Milangaz LPG terminal manager, Onur Özutku, explains: “Hydraulic surges are a known hazard in pressurised liquid transfer systems. Their occurrence during high-rate cargo loading, especially at the emergency shutdown interface, can impose forces beyond the design limits of terminal and vessel infrastructure.”
Hydraulic surges — commonly termed ‘water hammer’ — occur when a rapid change in fluid velocity generates a travelling pressure wave. In cryogenic and pressurised systems such as LPG or LNG transfer pipelines, this can be triggered by events such as abrupt valve closures, pump trips, or emergency shutdowns (ESDs). “The fluid’s momentum,” Mr Özutku explains, “acts against the obstruction, compressing both the liquid and the pipeline. This compression produces a wave that travels at the speed of sound in the fluid, rebounding within the pipeline until dissipated.” In terminals handling liquefied gases, the combination of low temperatures, high density, and large volumes exacerbates this phenomenon.

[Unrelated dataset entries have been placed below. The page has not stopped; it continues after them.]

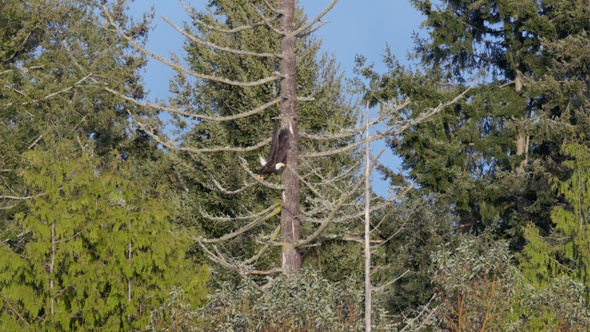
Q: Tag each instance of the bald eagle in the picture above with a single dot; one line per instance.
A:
(277, 157)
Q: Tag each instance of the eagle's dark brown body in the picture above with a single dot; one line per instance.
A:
(277, 157)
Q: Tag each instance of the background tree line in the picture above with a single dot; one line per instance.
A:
(123, 213)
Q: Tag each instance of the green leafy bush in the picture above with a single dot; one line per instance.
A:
(306, 303)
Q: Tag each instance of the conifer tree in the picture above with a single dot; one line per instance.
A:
(491, 154)
(82, 231)
(227, 100)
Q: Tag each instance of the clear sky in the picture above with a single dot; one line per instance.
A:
(355, 27)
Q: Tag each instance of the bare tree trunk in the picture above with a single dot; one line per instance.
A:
(290, 224)
(129, 248)
(367, 230)
(51, 270)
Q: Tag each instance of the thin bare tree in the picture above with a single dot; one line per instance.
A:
(331, 197)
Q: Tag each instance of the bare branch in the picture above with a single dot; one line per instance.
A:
(403, 126)
(330, 216)
(231, 192)
(183, 69)
(275, 10)
(174, 110)
(312, 30)
(20, 198)
(277, 210)
(315, 20)
(218, 29)
(265, 248)
(266, 272)
(51, 95)
(245, 217)
(172, 146)
(24, 70)
(218, 258)
(217, 47)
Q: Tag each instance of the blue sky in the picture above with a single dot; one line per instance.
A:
(355, 27)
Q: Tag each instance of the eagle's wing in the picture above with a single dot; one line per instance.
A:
(274, 146)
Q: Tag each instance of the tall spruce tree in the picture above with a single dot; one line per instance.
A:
(236, 85)
(317, 76)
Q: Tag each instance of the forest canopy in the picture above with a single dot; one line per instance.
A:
(121, 211)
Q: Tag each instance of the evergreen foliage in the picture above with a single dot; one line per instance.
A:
(493, 154)
(95, 254)
(86, 238)
(307, 303)
(480, 289)
(565, 250)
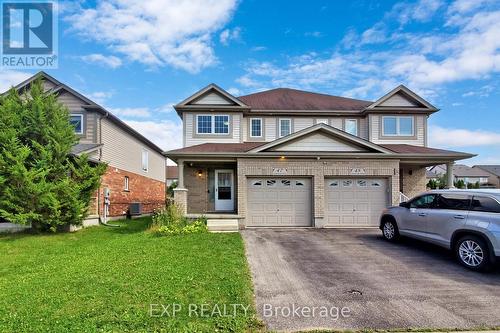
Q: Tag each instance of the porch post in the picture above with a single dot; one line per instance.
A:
(180, 192)
(449, 175)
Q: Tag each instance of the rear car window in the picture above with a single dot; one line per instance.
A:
(454, 201)
(485, 204)
(425, 201)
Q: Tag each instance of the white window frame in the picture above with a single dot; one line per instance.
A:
(126, 183)
(145, 166)
(398, 126)
(357, 126)
(261, 129)
(81, 121)
(212, 124)
(279, 126)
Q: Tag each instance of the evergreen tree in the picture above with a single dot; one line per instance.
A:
(40, 181)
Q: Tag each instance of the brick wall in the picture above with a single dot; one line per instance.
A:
(149, 192)
(318, 170)
(413, 180)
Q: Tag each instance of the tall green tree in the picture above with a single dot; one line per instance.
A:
(40, 181)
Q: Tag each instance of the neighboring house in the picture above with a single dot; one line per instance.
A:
(136, 166)
(461, 172)
(286, 157)
(493, 172)
(172, 174)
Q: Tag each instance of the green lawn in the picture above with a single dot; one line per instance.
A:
(105, 279)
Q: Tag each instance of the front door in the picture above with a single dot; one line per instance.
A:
(224, 190)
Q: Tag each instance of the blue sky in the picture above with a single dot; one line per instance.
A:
(137, 58)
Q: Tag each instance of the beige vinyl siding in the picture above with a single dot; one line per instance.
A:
(75, 105)
(212, 99)
(318, 142)
(123, 151)
(376, 131)
(302, 123)
(191, 138)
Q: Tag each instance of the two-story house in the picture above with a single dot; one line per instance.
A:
(135, 176)
(286, 157)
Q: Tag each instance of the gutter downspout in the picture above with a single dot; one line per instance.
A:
(101, 221)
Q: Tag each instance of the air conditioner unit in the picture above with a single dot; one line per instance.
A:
(135, 208)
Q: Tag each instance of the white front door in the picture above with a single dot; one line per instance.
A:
(224, 190)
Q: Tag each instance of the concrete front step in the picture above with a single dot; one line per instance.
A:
(222, 225)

The engineering response begins with surge analysis. During the design phase of a terminal, computational hydraulic modelling is employed to predict how surge pressures might develop across a variety of operational scenarios. Mr Özutku states that the key variables — pipeline length, fluid density, pump characteristics, and valve closure rates — must be considered holistically. “By simulating operational and emergency cases, engineers can define maximum allowable flow rates and determine safe valve actuation profiles,” he notes.
At play are the practical complexities that occur during loading operations. At such large facilities, the volume of LPG transferred and the infrastructure required to manage loading rates introduces considerable surge risk. Long pipeline runs, multiple valve stations, and the presence of ESD systems on both ship and shore complicate the hydraulic response.
“The surge risk profile changes and analysis must be ongoing”
The configuration and co-ordination of these systems are especially critical during ESD. In such scenarios, the shore-side system must respond in synchrony with the vessel systems. A mismatch in ESD timing can lead to over-pressurisation of hoses or hard arms. Mr Özutku explains: “If the ship’s ESD valves begin closing before the terminal system halts flow, surge pressures can rise rapidly. The rupture of cargo arms or failure of flexible joints is a real possibility.” To mitigate this, some terminals are equipped with surge drums at the loading jetty, capable of absorbing the pressure wave and protecting the downstream system.